O disco de inéditas anterior de Van, What’s it gonna take? (2022), ajudou bastante a jogar a reputação do cantor na vala: era um álbum repleto de músicas chatas, com letras mandando bala num blá-blá-blá negacionista sem fim. Vale citar que Van, ao contrário do que vários fãs acham, está longe de ser um cara que tem uma discografia perfeita – coisa que nem Bob Dylan conseguiu.
Remembering now pode assustar de cara pela duração extensa (68 minutos) e pode soar meio cínico para muita gente – essa coisa de “relembrando agora” parece escapista demais, vinda de um cara que cantou “chega de isolamento!” na pandemia. Só que o disco apela à saudade da melhor maneira possível, vamos dizer assim.

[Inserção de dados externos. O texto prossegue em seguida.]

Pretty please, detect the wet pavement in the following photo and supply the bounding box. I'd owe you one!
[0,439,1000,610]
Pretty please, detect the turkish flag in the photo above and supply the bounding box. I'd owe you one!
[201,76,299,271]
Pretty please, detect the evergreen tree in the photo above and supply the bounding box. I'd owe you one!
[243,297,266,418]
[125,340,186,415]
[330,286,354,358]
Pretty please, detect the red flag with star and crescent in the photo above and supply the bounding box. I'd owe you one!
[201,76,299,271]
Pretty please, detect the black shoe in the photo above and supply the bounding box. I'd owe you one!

No novo álbum, Van faz soul-de-olhos-azuis dos velhos tempos em Down to joy e If it wasn’t for Ray (homenagem a Ray Charles), migra para o country nostálgico em Haven’t lost my sense of wonder, Cutting corners e Love, lover and beloved, e impressiona pelo romantismo das baladas: The only love I ever need is yours, Memories and visions, When the rains come, Colourblind – uma delas pode ser a trilha do seu casamento. No final, um clima soul pré-disco domina os quase nove minutos de Streching out.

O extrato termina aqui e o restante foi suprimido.